Thursday, November 17, 2022

Aleister Crowley on Joseph Smith; and a minor sync about "soci-owl-ogy" and vampires

Today I read Massimo Introvigne's paper "The Beast and the Prophet: Aleister Crowley's Fascination with Joseph Smith," which I ran into the other day while searching for any link between Joseph Smith and the mandrake. (This paper was a hit because it mentions Crowley's Mandrake Press.) It was moderately interesting; Crowley had, as may be expected, no very deep understanding of the Mormon Prophet, but he does allude unmistakably to him in Moonchild:

All gave way to a most enigmatic figure. It was an insignificant face and form; but the attribution of him filled all heaven.

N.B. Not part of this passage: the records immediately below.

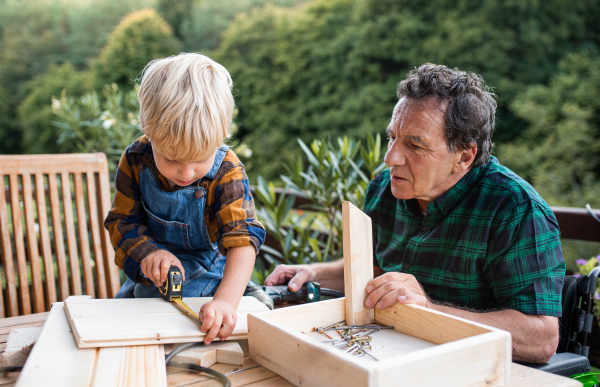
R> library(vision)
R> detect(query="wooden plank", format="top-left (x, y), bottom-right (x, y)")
top-left (374, 303), bottom-right (493, 344)
top-left (552, 206), bottom-right (600, 242)
top-left (35, 173), bottom-right (57, 306)
top-left (0, 312), bottom-right (49, 329)
top-left (0, 154), bottom-right (108, 175)
top-left (342, 201), bottom-right (374, 325)
top-left (170, 342), bottom-right (244, 368)
top-left (21, 174), bottom-right (44, 313)
top-left (61, 172), bottom-right (82, 296)
top-left (15, 302), bottom-right (97, 387)
top-left (64, 297), bottom-right (270, 348)
top-left (86, 173), bottom-right (107, 299)
top-left (263, 298), bottom-right (345, 332)
top-left (2, 327), bottom-right (42, 366)
top-left (96, 161), bottom-right (120, 297)
top-left (91, 344), bottom-right (167, 387)
top-left (74, 173), bottom-right (94, 297)
top-left (9, 174), bottom-right (30, 316)
top-left (509, 363), bottom-right (580, 387)
top-left (48, 173), bottom-right (69, 301)
top-left (0, 176), bottom-right (18, 317)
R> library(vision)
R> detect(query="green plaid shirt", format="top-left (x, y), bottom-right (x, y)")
top-left (364, 156), bottom-right (565, 316)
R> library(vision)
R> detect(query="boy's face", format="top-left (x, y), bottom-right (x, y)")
top-left (153, 145), bottom-right (217, 187)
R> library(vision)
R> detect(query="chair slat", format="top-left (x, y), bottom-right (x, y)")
top-left (97, 166), bottom-right (120, 297)
top-left (9, 174), bottom-right (31, 315)
top-left (21, 174), bottom-right (45, 313)
top-left (35, 173), bottom-right (57, 306)
top-left (48, 173), bottom-right (69, 301)
top-left (0, 177), bottom-right (17, 317)
top-left (61, 173), bottom-right (82, 296)
top-left (86, 173), bottom-right (107, 298)
top-left (74, 173), bottom-right (95, 298)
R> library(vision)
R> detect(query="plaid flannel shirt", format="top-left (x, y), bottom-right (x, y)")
top-left (364, 156), bottom-right (565, 316)
top-left (104, 136), bottom-right (265, 282)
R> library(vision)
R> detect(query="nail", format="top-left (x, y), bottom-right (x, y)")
top-left (289, 282), bottom-right (298, 291)
top-left (365, 299), bottom-right (371, 308)
top-left (398, 295), bottom-right (407, 302)
top-left (366, 285), bottom-right (373, 293)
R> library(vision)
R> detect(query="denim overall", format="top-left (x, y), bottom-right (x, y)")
top-left (115, 146), bottom-right (229, 298)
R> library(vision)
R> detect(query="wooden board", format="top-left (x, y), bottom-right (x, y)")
top-left (2, 327), bottom-right (42, 366)
top-left (342, 202), bottom-right (374, 325)
top-left (166, 341), bottom-right (244, 367)
top-left (15, 302), bottom-right (97, 387)
top-left (248, 297), bottom-right (511, 387)
top-left (64, 296), bottom-right (270, 348)
top-left (15, 300), bottom-right (168, 387)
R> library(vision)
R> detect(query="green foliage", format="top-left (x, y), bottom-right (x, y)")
top-left (157, 0), bottom-right (195, 40)
top-left (497, 52), bottom-right (600, 207)
top-left (92, 8), bottom-right (181, 89)
top-left (254, 134), bottom-right (385, 271)
top-left (51, 84), bottom-right (142, 171)
top-left (575, 257), bottom-right (600, 321)
top-left (18, 63), bottom-right (94, 154)
top-left (214, 0), bottom-right (600, 181)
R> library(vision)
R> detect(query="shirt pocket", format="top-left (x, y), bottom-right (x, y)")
top-left (141, 199), bottom-right (193, 250)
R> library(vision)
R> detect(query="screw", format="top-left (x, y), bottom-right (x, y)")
top-left (318, 329), bottom-right (333, 339)
top-left (314, 321), bottom-right (345, 332)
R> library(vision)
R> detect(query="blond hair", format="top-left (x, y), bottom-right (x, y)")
top-left (138, 53), bottom-right (234, 162)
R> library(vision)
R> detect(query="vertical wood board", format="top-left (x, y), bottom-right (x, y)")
top-left (92, 344), bottom-right (167, 387)
top-left (342, 201), bottom-right (374, 325)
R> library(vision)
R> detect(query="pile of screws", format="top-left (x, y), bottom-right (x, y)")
top-left (312, 321), bottom-right (394, 361)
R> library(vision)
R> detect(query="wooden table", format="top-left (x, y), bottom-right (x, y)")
top-left (0, 312), bottom-right (581, 387)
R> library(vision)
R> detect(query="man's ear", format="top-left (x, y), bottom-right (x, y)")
top-left (453, 144), bottom-right (477, 173)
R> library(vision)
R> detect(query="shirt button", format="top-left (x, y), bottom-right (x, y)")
top-left (423, 226), bottom-right (429, 232)
top-left (404, 263), bottom-right (411, 269)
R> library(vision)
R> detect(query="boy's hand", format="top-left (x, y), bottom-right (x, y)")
top-left (199, 299), bottom-right (237, 344)
top-left (141, 250), bottom-right (185, 288)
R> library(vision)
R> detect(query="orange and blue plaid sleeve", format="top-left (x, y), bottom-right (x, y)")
top-left (104, 146), bottom-right (164, 282)
top-left (205, 151), bottom-right (265, 256)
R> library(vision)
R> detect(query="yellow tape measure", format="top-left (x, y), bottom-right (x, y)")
top-left (159, 267), bottom-right (200, 321)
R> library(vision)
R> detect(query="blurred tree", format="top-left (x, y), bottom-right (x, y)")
top-left (157, 0), bottom-right (195, 40)
top-left (92, 8), bottom-right (181, 89)
top-left (497, 51), bottom-right (600, 208)
top-left (18, 63), bottom-right (94, 154)
top-left (214, 0), bottom-right (600, 180)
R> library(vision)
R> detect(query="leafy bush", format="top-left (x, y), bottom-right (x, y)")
top-left (252, 134), bottom-right (385, 282)
top-left (575, 256), bottom-right (600, 321)
top-left (92, 8), bottom-right (181, 89)
top-left (51, 84), bottom-right (142, 172)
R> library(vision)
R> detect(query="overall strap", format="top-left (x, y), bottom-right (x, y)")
top-left (204, 146), bottom-right (229, 180)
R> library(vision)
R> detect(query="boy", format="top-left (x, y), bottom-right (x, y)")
top-left (104, 53), bottom-right (265, 345)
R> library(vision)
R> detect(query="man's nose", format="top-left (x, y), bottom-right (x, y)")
top-left (384, 142), bottom-right (406, 167)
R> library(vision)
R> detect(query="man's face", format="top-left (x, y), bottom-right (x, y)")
top-left (384, 97), bottom-right (462, 211)
top-left (153, 145), bottom-right (216, 187)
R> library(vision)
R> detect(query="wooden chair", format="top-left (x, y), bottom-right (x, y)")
top-left (0, 153), bottom-right (121, 317)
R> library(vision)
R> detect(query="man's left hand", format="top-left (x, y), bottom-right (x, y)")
top-left (365, 272), bottom-right (431, 309)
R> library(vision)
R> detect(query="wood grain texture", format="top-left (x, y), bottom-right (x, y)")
top-left (170, 341), bottom-right (244, 368)
top-left (15, 302), bottom-right (97, 387)
top-left (342, 201), bottom-right (374, 325)
top-left (64, 297), bottom-right (269, 348)
top-left (0, 176), bottom-right (18, 317)
top-left (0, 153), bottom-right (120, 316)
top-left (92, 344), bottom-right (167, 387)
top-left (2, 327), bottom-right (42, 366)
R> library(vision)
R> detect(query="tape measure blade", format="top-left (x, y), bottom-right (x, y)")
top-left (173, 298), bottom-right (200, 320)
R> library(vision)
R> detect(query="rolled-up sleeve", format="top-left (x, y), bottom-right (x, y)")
top-left (206, 153), bottom-right (265, 256)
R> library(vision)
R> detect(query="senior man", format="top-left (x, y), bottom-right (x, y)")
top-left (265, 63), bottom-right (565, 364)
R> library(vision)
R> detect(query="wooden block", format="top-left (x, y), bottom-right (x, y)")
top-left (342, 201), bottom-right (374, 325)
top-left (15, 302), bottom-right (97, 387)
top-left (92, 345), bottom-right (167, 387)
top-left (64, 297), bottom-right (269, 348)
top-left (2, 327), bottom-right (42, 366)
top-left (166, 341), bottom-right (244, 368)
top-left (248, 298), bottom-right (512, 387)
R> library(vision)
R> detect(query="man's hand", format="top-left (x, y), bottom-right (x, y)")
top-left (199, 299), bottom-right (237, 344)
top-left (141, 250), bottom-right (185, 288)
top-left (365, 272), bottom-right (430, 309)
top-left (264, 264), bottom-right (317, 292)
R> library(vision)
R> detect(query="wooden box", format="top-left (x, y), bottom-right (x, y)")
top-left (248, 202), bottom-right (511, 386)
top-left (248, 298), bottom-right (510, 387)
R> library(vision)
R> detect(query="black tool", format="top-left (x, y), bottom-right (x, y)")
top-left (159, 266), bottom-right (199, 319)
top-left (245, 280), bottom-right (344, 309)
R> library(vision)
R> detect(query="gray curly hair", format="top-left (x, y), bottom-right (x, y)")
top-left (397, 63), bottom-right (497, 168)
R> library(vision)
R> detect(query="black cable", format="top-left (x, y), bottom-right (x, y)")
top-left (586, 204), bottom-right (600, 224)
top-left (166, 342), bottom-right (231, 387)
top-left (0, 366), bottom-right (22, 373)
top-left (321, 288), bottom-right (345, 298)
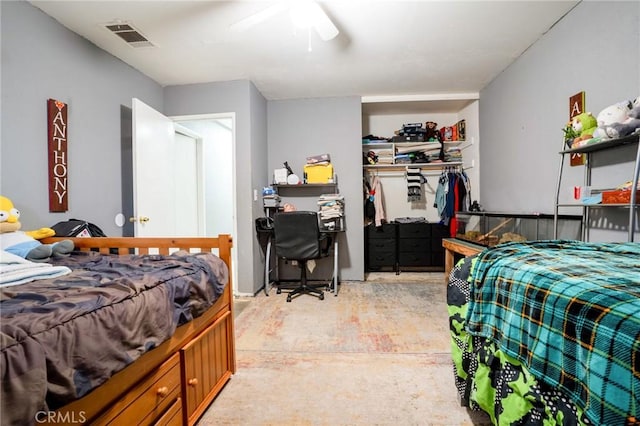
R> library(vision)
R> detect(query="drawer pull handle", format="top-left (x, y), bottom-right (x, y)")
top-left (156, 386), bottom-right (169, 397)
top-left (188, 378), bottom-right (199, 386)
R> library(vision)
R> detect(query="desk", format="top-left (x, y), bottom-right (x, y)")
top-left (442, 238), bottom-right (485, 279)
top-left (260, 229), bottom-right (343, 297)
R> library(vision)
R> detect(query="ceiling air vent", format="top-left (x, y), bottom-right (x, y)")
top-left (104, 23), bottom-right (154, 48)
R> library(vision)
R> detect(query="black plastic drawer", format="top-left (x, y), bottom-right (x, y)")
top-left (397, 223), bottom-right (430, 238)
top-left (431, 251), bottom-right (444, 267)
top-left (397, 238), bottom-right (429, 253)
top-left (431, 224), bottom-right (449, 239)
top-left (431, 239), bottom-right (446, 251)
top-left (366, 223), bottom-right (397, 239)
top-left (368, 238), bottom-right (396, 251)
top-left (398, 252), bottom-right (429, 266)
top-left (368, 252), bottom-right (397, 267)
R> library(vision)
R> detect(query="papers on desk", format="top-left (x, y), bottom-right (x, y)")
top-left (318, 194), bottom-right (344, 230)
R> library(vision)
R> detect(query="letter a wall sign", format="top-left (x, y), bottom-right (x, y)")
top-left (47, 99), bottom-right (68, 212)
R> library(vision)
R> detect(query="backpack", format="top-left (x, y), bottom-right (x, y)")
top-left (51, 219), bottom-right (107, 238)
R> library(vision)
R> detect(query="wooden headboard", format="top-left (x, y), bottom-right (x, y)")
top-left (42, 235), bottom-right (233, 271)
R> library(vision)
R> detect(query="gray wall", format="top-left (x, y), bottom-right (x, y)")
top-left (479, 1), bottom-right (639, 240)
top-left (1, 1), bottom-right (162, 234)
top-left (268, 97), bottom-right (363, 281)
top-left (164, 81), bottom-right (268, 295)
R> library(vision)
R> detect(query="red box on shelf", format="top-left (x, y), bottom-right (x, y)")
top-left (601, 190), bottom-right (640, 204)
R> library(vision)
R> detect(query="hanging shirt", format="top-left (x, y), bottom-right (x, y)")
top-left (371, 175), bottom-right (386, 227)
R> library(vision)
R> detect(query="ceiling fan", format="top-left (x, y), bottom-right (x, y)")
top-left (230, 0), bottom-right (339, 42)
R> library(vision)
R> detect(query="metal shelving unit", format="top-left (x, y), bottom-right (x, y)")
top-left (553, 133), bottom-right (640, 241)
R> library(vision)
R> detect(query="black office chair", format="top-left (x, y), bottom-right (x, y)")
top-left (274, 211), bottom-right (332, 302)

In his sphere was primarily a mist which Iliel instinctively recognized as malarious; and she got an impression, rather than a vision, of an immense muddy river rushing through swamps. And then she saw that from this man's brain issued phantoms like pigeons. They were neither Red Indians nor Israelites, yet they had something of each in their bearing. And these poured like smoke from the head of this little man. In his hand was a book, and he held it over his head. And the book was guarded by an angelic figure whose face was extraordinarily stern and unbeautiful, but who scattered with wide hands the wealth of life, children, and corn, and gold. And behind all these things was a great multitude; and about them were the symbolic forms of exile and death and every persecution, and the hideous laughter of triumphant enemies. All this seemed to weigh heavily upon the little man that had created it.

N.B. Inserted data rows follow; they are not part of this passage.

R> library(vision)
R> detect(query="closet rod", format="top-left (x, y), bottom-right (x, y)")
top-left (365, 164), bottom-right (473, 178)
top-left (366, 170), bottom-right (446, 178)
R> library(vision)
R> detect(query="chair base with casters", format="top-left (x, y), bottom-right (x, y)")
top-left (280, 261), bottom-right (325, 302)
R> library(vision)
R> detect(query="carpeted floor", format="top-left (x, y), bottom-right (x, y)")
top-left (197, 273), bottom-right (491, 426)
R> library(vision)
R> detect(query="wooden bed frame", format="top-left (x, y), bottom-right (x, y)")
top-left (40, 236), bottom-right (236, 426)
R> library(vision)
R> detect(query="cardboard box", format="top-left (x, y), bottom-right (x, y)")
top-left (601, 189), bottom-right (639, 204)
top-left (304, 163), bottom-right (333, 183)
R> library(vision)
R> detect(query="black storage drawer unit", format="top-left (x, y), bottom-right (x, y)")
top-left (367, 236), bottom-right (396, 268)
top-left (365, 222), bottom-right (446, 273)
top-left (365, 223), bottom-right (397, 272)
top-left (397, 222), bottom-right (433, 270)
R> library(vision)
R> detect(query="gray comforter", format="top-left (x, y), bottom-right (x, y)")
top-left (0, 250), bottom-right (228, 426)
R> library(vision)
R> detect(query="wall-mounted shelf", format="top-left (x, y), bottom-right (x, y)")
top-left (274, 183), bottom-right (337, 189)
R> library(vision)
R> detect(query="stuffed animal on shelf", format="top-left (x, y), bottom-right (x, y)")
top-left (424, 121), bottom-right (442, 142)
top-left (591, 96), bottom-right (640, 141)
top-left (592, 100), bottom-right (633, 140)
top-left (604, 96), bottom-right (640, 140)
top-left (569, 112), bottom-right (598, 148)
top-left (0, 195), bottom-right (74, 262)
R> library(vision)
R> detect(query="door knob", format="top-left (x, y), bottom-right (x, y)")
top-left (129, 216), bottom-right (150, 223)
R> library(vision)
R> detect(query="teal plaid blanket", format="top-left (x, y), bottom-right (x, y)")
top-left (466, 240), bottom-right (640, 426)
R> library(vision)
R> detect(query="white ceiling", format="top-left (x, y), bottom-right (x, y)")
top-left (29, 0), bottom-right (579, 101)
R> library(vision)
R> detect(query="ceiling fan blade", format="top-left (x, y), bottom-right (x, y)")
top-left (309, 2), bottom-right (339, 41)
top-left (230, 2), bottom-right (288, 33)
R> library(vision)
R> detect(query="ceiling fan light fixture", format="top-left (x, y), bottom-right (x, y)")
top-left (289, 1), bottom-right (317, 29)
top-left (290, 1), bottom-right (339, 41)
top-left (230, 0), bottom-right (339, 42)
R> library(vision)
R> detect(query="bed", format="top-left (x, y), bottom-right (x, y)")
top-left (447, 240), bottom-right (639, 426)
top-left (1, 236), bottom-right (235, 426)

After finishing the paper, I fell to wondering who this Massimo Introvigne was. Google summarized him as "Italian sociologist" and sent me to his Wikipedia page. I noted that he was born on June 14, that he has written about various "new religious movements" including Mormonism, and that there is a whole section of the entry called "Popular culture and vampires":

He was the Italian director of the Transylvanian Society of Dracula, which included the leading academic scholars in the field of the literary and historical study of the vampire myth. In 1997, J. Gordon Melton and Introvigne organized an event at the Westin Hotel in Los Angeles where 1,500 attendees came dressed as vampires for "creative writing contest, Gothic rock music and theatrical performances".

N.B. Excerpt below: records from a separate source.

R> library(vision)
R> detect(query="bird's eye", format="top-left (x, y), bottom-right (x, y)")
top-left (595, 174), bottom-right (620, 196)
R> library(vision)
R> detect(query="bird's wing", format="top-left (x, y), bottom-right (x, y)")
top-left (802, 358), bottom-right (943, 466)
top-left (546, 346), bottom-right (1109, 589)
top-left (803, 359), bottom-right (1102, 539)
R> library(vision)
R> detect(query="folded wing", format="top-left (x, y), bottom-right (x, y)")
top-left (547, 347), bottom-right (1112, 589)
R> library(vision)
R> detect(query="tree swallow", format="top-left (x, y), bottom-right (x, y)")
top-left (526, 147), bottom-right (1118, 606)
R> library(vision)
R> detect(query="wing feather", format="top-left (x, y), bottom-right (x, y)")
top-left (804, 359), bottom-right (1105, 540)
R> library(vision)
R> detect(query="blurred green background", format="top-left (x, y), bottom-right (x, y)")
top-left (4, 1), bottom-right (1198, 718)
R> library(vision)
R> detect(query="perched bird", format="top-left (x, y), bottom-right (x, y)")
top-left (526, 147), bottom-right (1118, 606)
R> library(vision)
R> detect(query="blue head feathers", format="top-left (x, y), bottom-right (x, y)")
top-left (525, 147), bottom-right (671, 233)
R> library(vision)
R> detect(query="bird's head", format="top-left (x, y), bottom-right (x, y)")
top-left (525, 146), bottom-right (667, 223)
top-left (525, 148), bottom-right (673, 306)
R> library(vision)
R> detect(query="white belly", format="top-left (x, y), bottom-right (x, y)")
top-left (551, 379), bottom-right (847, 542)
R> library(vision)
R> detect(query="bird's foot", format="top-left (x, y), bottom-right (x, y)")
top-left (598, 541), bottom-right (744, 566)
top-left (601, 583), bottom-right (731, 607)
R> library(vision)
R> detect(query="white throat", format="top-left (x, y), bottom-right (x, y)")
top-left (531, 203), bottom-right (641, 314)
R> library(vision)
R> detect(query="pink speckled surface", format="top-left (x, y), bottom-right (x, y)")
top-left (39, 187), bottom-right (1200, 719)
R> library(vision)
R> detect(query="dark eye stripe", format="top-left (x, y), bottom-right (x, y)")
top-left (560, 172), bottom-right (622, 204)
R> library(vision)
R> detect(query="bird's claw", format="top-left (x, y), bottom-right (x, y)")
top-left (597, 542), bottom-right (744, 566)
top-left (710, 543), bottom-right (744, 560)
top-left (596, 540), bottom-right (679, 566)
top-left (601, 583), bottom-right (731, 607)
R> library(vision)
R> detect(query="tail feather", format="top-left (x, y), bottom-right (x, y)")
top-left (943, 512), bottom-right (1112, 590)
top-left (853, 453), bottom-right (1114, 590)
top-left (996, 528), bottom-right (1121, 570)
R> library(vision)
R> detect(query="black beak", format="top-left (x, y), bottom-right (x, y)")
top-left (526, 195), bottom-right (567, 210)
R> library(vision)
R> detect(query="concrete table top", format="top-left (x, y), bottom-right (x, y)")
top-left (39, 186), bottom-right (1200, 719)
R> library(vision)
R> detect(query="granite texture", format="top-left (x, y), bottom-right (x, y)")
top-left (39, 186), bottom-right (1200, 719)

After browsing that, I began reading a new book: Frederick H. Cryer's Divination in Ancient Israel and its Near Eastern Environment: A Socio-Historical Investigation, beginning with the unpromisingly jokey Introduction. One of the headings in the Introduction is "Soci-owl-ogy?" -- which caught my eye because of its possible relation to recent owl syncs, but it turned out to be nothing but a sniggering reference to an American graduate student who, with his provincial accent, "spoke unceasingly of 'soci-owl-ogy,' and was so enthusiastic in his advocacy of the science that he once" employed a stupidly inept mixed metaphor in singing its praises. Har-har. Anyway, it still counts as an owl reference in the eyes of the sync fairies.

A couple of pages later, still under the "Soci-owl-ogy?" heading, we read this:

Ultimately, structural functionalism relies on a species of teleological argumentation in which the telos in question is the equilibrium presupposed by the researcher. One is reminded of the old joke in which a passerby, seeing a hippy walking along snapping his fingers, asks him why he does so. "Man, it keeps the vampires away!" he is told; and when he asks if the hippy really believe that finger-snapping repels vampires, the other replies, 'You seen any vampires lately, have you?'"

Hipsters, flipsters, and finger-poppin' daddies! Not off to a great start, this book. If this cat blows any more of this bad jazz, I don't think I can be arsed to stick around for whatever groovy might be stashed with his frame.

Anyway, sociology and vampires: not a juxtaposition you run into every day.